Most Objectivists aren’t very good at Objectivism. Most Popperians aren’t very good at Popper. Same with Goldratt and everything else, or at least everything where the leader is really smart, deep, etc. Stuff where there is a ton of knowledge is hard to learn well.

If I could meet someone who was actually really good at one thing, I’d want an Objectivist. I think that’s the most important.

If I could meet someone who was mediocre at it, maybe an Oist, CRist or TOCist are all about equal. I don’t have a clear preference. Maybe I should prefer one but idk.

When I say most Oists, CRists, etc., are mediocre, what do I mean? What standard of judgment am I using?

I can’t mean that most of them are below average. That wouldn’t make sense. I need a point of comparison besides other people in the community.

I think the right comparison is to Rand or Popper themselves – or to their writing and talks.

Most CRists are less than 10% as good as Popper. I read Popper books, like them, then talk to Popperians and it’s not very similar. They are way worse. It’s not like talking to Popper. They don’t know what Popper knew. They haven’t caught up to Popper’s knowledge. They aren’t standing on the shoulders of giants. They aren’t in a position to develop CR further. They have failed to catch up to it.

This is the general state of the world. Most people are bad at catching up to existing knowledge. They do a bad job of it. They still benefit from this. They’re much better off than if that knowledge just didn’t exist or they didn’t try to learn it. But only a few people make significant contributions to human knowledge. Only a few giants stand on the shoulders of other giants. Most people cling to a giant’s shoes and try not to fall off. A few make it up to the belt and hang on there.

There are some things that are misleading. It’s easy to overestimate Popperians, Oists, etc. Why?
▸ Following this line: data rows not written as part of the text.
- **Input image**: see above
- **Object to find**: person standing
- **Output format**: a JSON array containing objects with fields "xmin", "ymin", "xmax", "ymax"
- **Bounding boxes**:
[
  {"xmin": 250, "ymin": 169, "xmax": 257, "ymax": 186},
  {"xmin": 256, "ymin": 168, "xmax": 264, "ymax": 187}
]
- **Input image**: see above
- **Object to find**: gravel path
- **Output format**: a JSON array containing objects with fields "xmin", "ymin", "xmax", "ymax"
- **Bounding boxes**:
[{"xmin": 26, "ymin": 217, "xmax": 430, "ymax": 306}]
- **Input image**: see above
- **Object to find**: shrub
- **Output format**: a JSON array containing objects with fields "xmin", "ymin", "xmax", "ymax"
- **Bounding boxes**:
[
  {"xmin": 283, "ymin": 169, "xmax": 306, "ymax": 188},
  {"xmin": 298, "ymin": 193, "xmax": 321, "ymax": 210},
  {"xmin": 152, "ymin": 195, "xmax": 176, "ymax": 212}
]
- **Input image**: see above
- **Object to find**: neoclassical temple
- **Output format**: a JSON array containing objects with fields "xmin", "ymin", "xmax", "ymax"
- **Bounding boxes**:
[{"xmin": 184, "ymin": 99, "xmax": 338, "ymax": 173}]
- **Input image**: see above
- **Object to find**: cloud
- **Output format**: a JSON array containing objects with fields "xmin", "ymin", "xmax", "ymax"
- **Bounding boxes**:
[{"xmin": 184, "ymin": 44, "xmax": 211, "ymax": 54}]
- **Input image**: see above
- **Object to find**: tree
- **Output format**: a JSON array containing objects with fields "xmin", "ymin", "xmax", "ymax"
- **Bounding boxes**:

Because superficially they sound a lot more than 10% like Popper. They echo some of his phrases. They repeat some of his arguments. If you don’t poke and prod them, they seem a lot like Popper because they’re echoing him. They can answer some questions about CR.

But they’re fragile. If they have to debate someone challenging, or deal with anything that Popper didn’t cover in his books, they fall apart. If you grill them effectively, they fall apart. They don’t actually understand it well.
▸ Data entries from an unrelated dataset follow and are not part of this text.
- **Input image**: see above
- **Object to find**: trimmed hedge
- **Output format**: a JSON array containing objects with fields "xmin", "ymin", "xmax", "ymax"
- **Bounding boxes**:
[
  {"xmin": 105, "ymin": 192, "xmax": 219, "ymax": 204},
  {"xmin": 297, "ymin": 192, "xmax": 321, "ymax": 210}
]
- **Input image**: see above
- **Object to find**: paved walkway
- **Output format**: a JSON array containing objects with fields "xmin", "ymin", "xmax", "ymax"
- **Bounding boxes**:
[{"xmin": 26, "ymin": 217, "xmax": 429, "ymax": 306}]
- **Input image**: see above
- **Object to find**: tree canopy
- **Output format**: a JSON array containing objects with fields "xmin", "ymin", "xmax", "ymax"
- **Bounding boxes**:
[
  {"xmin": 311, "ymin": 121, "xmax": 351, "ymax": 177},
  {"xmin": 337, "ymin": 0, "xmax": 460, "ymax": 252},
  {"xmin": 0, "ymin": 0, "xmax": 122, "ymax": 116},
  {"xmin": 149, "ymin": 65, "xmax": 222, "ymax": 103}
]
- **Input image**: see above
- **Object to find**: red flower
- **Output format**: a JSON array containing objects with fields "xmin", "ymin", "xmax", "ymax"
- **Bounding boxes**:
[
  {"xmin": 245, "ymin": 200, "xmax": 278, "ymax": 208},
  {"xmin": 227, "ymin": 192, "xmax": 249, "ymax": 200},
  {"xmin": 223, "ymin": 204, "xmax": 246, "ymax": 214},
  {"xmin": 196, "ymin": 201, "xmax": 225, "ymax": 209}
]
Popper himself was different. His knowledge was much more robust. What he wrote in his books wasn’t all he knew. It was the tip of the iceberg. It was the stuff he thought would be good to share. (I share more, due to the internet enabling sharing way more, but it’s still limited compared to what’s actually in my head.) But Popper had a whole rich knowledge structure surrounding what he wrote. You could ask him about anything he wrote about and he’d have more to say that isn’t in his books. And you could ask a question he hadn’t thought of, or give a criticism he wasn’t familiar with, and usually within a few minutes he’d have some kind of response. He’d be able to come up with some thoughts about it. Whereas Popperians mostly can’t come up with worthwhile thoughts of their own.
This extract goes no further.